Sectigo’s Senior Vice President of Product Management Lindsay Kent spoke during one of the company’s Identity-First Summit 2022 presentations on certificate lifecycle management. Kent said that the certificate authority expects to have quantum safe security in place by 2026. The plan includes providing customers with a “Quantum Safe Toolkit” as well that aims to help companies:
- Evaluate quantum-safe interoperability with applications
- Create a quantum safe certificate authority to issue certificates using quantum-safe certificate chains
- Issue certificates that can be installed into applications
The goal here for both CAs is to help companies use these certificates to facilitate quantum safe application-based authentication (instead of network-based authentication) and secure communications via TLS sessions. It’s also to ensure that organizations can have certificates in place that support both PQC algorithms and the traditional algorithms that we have in place now.
Wait, doesn’t offering backwards compatibility mean that users on classical devices will still be connecting via protocols relying on insecure algorithms once quantum computers become mainstream? Yes. But if you want to continue providing services to customers using legacy systems, that’s going to continue until they eventually make the change.
Review and Update Your Security Procedures and Protocol Resource Documents
An important part of the planning we talked about earlier is taking the time to review and make changes to your organization’s existing internal security procedures and related documentation. Some of the things you’ll want to consider is what quantum resistant secure access controls and authentication measures you’ll need to implement. As you’ve probably guessed, your existing controls won’t cut it in a PQC world, so everything will need to be updated to be quantum resistant once NIST publishes its standards.

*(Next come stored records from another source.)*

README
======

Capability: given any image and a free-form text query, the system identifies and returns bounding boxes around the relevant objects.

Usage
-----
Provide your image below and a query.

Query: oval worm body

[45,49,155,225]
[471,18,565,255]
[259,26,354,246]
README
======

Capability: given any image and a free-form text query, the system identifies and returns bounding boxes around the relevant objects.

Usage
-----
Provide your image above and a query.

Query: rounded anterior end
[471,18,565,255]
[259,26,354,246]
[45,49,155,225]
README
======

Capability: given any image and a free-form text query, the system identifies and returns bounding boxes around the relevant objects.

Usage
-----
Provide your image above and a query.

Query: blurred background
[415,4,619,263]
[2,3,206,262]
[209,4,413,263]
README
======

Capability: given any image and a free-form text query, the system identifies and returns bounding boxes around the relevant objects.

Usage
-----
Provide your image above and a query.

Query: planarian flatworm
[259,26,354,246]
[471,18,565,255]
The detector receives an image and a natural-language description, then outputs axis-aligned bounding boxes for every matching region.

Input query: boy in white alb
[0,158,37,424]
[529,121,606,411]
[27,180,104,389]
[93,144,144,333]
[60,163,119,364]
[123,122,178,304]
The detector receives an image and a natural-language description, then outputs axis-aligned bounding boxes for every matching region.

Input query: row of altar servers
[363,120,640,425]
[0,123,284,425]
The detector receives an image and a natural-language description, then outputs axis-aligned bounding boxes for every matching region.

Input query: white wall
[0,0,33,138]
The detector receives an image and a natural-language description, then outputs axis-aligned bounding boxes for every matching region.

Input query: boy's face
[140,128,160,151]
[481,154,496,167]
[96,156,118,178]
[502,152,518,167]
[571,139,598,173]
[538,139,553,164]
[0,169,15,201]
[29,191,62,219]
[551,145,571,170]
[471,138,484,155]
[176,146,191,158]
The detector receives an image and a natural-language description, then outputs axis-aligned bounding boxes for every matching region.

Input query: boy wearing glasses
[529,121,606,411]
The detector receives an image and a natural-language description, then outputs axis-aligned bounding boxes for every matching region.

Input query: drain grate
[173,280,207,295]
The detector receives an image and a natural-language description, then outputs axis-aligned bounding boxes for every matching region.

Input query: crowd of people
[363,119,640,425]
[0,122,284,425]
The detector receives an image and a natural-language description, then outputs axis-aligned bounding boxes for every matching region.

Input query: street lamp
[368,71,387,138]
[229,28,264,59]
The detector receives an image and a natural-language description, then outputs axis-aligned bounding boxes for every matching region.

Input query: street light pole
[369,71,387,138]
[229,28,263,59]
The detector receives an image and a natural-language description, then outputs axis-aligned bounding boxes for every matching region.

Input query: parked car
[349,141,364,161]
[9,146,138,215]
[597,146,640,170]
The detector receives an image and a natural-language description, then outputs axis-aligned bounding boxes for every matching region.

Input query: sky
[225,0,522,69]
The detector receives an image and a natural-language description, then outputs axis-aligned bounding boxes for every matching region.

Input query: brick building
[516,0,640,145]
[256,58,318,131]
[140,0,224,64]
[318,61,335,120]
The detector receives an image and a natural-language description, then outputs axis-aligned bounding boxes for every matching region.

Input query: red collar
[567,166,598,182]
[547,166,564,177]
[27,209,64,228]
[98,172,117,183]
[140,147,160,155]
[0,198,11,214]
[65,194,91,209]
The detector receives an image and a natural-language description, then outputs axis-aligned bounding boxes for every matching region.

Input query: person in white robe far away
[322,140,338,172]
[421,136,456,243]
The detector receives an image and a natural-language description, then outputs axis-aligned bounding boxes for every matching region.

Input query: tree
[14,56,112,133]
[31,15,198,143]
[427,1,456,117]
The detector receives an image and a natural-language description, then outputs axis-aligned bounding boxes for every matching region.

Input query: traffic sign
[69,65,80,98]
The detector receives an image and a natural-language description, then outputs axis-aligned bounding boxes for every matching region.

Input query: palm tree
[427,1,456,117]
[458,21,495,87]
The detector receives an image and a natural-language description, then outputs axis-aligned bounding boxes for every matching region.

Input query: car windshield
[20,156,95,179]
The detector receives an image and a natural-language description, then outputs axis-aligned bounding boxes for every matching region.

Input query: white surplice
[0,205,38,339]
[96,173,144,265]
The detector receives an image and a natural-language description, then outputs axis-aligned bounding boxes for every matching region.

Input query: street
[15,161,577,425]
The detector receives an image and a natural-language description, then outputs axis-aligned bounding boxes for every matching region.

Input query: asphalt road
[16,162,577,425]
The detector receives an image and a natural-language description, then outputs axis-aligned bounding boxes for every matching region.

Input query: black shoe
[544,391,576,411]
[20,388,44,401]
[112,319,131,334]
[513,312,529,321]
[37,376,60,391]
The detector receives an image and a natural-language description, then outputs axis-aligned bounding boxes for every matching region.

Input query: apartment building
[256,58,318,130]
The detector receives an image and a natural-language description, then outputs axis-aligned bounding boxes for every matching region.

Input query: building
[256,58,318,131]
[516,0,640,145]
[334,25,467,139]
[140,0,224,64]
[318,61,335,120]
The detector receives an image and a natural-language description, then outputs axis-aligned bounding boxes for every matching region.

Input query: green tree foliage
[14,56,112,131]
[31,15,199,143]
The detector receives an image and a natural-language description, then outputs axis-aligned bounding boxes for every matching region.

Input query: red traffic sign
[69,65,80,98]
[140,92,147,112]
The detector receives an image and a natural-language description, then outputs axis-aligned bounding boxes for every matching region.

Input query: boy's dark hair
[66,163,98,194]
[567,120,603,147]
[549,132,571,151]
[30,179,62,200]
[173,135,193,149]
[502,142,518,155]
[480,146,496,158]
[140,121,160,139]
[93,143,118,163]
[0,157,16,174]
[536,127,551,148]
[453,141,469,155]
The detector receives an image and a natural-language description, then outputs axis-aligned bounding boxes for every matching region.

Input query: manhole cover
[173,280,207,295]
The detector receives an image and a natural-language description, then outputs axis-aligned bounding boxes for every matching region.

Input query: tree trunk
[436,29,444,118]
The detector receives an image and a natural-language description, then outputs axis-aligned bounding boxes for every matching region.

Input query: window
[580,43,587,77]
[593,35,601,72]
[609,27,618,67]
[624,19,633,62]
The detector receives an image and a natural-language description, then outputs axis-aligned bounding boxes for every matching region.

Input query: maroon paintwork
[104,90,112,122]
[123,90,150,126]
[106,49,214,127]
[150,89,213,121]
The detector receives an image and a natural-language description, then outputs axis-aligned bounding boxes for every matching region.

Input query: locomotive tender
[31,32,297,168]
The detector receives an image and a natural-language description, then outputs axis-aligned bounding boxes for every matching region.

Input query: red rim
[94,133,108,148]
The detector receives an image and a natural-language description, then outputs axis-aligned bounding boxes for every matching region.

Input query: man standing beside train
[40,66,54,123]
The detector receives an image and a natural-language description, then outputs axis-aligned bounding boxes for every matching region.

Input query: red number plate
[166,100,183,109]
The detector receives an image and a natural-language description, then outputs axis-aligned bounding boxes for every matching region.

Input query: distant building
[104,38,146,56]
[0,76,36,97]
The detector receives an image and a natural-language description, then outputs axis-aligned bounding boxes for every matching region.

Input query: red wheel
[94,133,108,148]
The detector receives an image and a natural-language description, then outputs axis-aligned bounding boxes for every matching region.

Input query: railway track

Final Thoughts on Preparing Your Organization to Support Quantum Resistant Encryption
As we talked about earlier, the widespread use of quantum computing — and, therefore, the deployment of quantum resistant cryptography — is still on the horizon but is likely at least a good decade or so away. But that’s why now is the time to prepare for PQC to help your business stay ahead of the curve. You don’t want to be one of the organizations caught unprepared when quantum computers make their mainstream debut.